LONDON (Reuters) -In late September, an experienced pilot at low-cost European airline Wizz Air felt anxious after learning his plane would fly over Iraq at night amid mounting tensions between nearby Iran and Israel.

He decided to query the decision since just a week earlier the airline had deemed the route unsafe. In response, Wizz Air's flight operations team told him the airway was now considered secure and he had to fly it, without giving further explanation, the pilot said.

"I wasn't really happy with it," the pilot, who requested anonymity from fear he could lose his job, told Reuters. Days later, Iraq closed its airspace when Iran fired missiles on Oct. 1 at Israel. "It confirmed my suspicion that it wasn't safe."

In response to Reuters' queries, Wizz Air said safety of crew and passengers was its utmost priority and would not be compromised "in any circumstances", adding its decisions on where to fly are based on stringent risk assessments in collaboration with third party intelligence specialists.

"Our aircraft and crews will only fly in airspace that has been deemed safe and we would never take any risks in this respect," Wizz Air also said in a statement.

Reuters spoke to four pilots, three cabin crew members, three flight security experts and two airline executives about growing safety concerns in the European air industry due to escalating tensions in the Middle East following Hamas' attack on Israel in October 2023, that prompted the war in Gaza.

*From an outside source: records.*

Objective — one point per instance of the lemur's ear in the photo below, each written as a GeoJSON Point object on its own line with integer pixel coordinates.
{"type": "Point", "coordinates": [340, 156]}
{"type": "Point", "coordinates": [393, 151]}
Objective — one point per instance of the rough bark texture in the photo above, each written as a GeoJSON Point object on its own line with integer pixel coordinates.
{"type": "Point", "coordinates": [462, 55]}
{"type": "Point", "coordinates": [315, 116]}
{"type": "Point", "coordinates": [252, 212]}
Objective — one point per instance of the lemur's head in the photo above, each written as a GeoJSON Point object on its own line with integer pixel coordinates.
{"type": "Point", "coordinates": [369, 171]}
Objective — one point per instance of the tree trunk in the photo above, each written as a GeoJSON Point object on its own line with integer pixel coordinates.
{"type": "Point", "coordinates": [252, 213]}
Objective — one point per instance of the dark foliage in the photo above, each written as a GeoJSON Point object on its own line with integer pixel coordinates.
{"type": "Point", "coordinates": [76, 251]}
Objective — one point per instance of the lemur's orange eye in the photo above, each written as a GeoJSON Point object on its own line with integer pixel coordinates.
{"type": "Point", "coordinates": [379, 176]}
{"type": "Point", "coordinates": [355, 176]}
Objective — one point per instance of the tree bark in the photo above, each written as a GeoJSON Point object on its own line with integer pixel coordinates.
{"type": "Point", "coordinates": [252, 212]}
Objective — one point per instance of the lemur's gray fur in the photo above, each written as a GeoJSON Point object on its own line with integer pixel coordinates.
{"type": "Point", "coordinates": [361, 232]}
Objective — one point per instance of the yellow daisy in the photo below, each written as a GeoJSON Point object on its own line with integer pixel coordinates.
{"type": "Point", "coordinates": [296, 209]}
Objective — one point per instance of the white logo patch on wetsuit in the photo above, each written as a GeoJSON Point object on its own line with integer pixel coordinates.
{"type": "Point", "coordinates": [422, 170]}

The Middle East is a key air corridor for planes heading to India, South-East Asia and Australia and last year was criss-crossed daily by 1,400 flights to and from Europe, Eurocontrol data show.

The safety debate about flying over the region is playing out in Europe largely because pilots there are protected by unions, unlike other parts of the world.

Reuters reviewed nine unpublished letters from four European unions representing pilots and crews that expressed worries about air safety over Middle Eastern countries. The letters were sent to Wizz Air, Ryanair, airBaltic, the European Commission and the European Union Aviation Safety Agency (EASA) between June and August.

"No one should be forced to work in such a hazardous environment and no commercial interests should outweigh the safety and well-being of those on board," read a letter, addressed to EASA and the European Commission from Romanian flight crew union FPU Romania, dated Aug. 26.

In other letters, staff called on airlines to be more transparent about their decisions on routes and demanded the right to refuse to fly a dangerous route.